Wednesday, March 26, 2014

The man who would be half-emperor

Another tale from Januarius MacGahan's Campaigning on the Oxus, and the Fall of Khiva.

One day I mounted my horse and rode to Hazar-Asp, where I was hospitably entertained by Colonel Ivanoff. While taking dinner with the Colonel, an orderly came in, and informed him that a woman was waiting outside, asking permission to lay a complaint before him
   The Colonel turned to me and said, “come along now, and you will see something curious.”

   As the regular course of justice had been interrupted by the flight of the Governor, the people of Hazar-Asp, it seemed, came to Colonel Ivanoff, who was then the supreme power, to have their wrongs redressed and their quarrels settled. So we now went out into the great porch, which I have spoken of as the Hall of State, or audience chamber. Here we sat down on a piece of carpet, and the Colonel put on a grave face, as befitted a magistrate in the administration of justice. The woman was now led into the court which was some three or four feet lower than the floor of the porch on which we were seated, she came in leading a lubberly-looking young man of about fourteen, and bowing almost to the earth at every step, and addressed the Colonel, whom she took for General Kauffmann, as the “Yarim-Padshah,” or ‘half-emperor’, which title the Colonel accepted with grave composure.

   She was an old woman, clad in the long dirty looking tunic of the Khivans. The only article of dress that distinguished her from a man was the tall white turban worn by all the Khivan women. She brought in a little present of bread and apricots, which she handed to the bemused Colonel with many profound bows, and then proceeded to state her case.

  “My son,” she said, pointing to the gawky boy who accompanied her, “had been robbed of his affianced wife.”
   “By whom?” asks the Colonel.
   “By a vile theiving dog of a Persian slave. My own slave, too; he stole my donkey, and carried the girl off on it; may the curse of the prophet wither him.”
    “So then he is three times a thief. He stole the donkey, the girl, and himself,” said the Colonel, summing up the matter in a judicial way. “But how did he steal the girl? Did he take her by force?”
   “Of course; was she not my son's wife? How could a girl run away from her affianced husband with a dog of an infidel slave, except by force?”
   “Who is she? How did she become affianced to your son?”
   “She is a Persian girl. I bought her from a Turcoman who had just brought her from Astrabad, and I paid fifty tillahs for her. The dog of a slave must have bewitched her, because as soon as she saw him she flew into his arms, weeping and crying, and said, ‘he was her old playmate’. That was nonsense, and I beat her for it soundly. The marriage was to be celebrated in a few days; but as soon as the Russians came, the vile hussy persuaded the slave to run away with her, and I believe they are as good as married”
   “Well, what do you want me to do about it?”
   “I want you to give back my son's wife, and my donkey, and my slave.”

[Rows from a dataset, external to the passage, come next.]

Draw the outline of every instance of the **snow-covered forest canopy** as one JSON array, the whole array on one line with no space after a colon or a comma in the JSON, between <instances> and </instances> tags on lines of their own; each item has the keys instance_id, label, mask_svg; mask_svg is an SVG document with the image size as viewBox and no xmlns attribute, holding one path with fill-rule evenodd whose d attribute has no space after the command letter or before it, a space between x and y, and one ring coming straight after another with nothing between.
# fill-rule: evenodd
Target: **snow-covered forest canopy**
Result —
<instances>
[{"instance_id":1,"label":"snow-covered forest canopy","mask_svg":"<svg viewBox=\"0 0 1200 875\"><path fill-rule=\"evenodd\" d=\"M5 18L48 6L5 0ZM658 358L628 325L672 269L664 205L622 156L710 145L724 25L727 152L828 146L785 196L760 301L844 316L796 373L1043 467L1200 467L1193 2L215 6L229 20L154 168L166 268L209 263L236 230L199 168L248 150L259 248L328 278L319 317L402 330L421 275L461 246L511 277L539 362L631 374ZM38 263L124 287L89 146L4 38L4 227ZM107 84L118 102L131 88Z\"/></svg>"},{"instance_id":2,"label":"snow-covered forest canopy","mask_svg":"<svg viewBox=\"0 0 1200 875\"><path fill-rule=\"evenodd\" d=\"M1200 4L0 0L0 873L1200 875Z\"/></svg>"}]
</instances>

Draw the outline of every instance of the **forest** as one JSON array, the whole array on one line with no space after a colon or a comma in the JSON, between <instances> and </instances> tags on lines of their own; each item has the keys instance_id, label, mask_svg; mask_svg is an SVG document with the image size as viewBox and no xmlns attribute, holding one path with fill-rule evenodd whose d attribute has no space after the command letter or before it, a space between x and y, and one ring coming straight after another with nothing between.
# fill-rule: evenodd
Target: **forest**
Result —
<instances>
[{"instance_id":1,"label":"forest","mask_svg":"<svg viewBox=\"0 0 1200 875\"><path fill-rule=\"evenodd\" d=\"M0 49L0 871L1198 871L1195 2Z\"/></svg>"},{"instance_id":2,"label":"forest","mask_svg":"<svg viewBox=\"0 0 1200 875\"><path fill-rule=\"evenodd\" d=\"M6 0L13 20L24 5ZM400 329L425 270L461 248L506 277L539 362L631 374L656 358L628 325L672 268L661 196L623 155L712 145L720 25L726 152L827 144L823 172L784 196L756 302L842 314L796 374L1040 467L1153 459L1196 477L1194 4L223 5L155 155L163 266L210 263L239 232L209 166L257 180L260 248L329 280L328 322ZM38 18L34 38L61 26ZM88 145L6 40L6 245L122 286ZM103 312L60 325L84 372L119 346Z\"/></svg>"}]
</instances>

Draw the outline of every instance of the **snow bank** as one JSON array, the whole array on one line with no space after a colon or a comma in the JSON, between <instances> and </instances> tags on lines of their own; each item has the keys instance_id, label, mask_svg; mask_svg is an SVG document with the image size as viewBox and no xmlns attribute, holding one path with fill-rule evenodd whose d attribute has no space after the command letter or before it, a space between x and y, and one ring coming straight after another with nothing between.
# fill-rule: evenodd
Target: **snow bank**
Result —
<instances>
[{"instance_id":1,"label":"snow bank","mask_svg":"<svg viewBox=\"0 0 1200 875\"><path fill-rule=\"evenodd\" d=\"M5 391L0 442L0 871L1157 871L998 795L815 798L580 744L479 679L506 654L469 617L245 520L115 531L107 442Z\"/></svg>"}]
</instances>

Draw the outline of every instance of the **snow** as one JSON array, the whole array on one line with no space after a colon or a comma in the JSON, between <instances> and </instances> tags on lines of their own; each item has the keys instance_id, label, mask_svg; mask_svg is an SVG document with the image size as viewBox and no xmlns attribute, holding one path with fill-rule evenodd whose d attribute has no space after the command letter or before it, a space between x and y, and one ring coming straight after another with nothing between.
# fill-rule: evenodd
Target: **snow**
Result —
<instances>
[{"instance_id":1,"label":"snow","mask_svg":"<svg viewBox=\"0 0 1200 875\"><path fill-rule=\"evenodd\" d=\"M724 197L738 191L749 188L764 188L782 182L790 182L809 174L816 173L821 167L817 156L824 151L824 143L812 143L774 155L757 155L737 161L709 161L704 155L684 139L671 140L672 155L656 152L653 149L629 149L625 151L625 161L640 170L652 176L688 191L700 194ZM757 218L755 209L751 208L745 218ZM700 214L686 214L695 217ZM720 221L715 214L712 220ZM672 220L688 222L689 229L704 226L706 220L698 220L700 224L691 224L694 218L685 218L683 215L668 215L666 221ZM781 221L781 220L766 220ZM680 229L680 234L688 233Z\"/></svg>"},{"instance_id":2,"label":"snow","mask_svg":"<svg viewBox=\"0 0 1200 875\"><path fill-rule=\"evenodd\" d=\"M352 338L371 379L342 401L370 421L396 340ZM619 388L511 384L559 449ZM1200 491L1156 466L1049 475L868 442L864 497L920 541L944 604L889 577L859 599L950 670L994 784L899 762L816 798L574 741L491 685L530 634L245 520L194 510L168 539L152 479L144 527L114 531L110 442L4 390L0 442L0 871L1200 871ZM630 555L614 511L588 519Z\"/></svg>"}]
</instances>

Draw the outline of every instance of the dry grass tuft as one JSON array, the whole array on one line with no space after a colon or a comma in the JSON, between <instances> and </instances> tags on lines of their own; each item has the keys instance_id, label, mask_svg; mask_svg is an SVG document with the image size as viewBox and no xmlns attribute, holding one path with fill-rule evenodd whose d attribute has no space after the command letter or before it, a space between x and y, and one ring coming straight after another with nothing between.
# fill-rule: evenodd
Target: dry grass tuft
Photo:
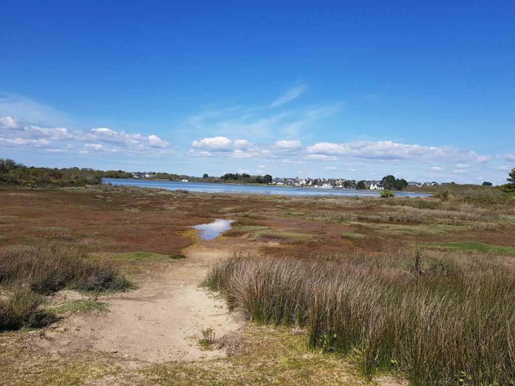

   The Colonel told her, with a smile, that he would see about it, and motioned her to retire from his presence. She withdrew, walking backwards, and bowing to the ground at every step, in the most approved and courtier-like manner. Evidently it was not the first time she had pleaded her own case.

   But her son never got back his wife, nor she her slave or donkey. 

Monday, March 17, 2014

Victorian War Correspondents

Januarius MacGahan (1844–78), a gentleman reporter of the old school, describes his journalistic equipment for a trip into Central Asia to cover the Russian invasion of Khiva in 1873.
"Being a man of peace, I went but lightly armed. A heavy double-barrelled English hunting rifle, a double-barrelled shotgun – both of which pieces were breech-loading – an eighteen-shooter Winchester repeating rifle, three heavy revolvers, and one ordinary muzzle loading shotgun – throwing slugs – besides a few knives and sabres, formed my light and unpretentious equipment. A hundred rounds for each of my guns and revolver were equally divided, with many other little traps, among the four saddle-horses.   
Nothing was farther from my thoughts than fighting. I only encumbered myself with these things in order to be able to discuss with becoming dignity questions relating to rights of way and of property with the inhabitants of the desert, whose opinions on these subjects are somewhat peculiar."
Campaigning on the Oxus, and the Fall of Khiva, p.146.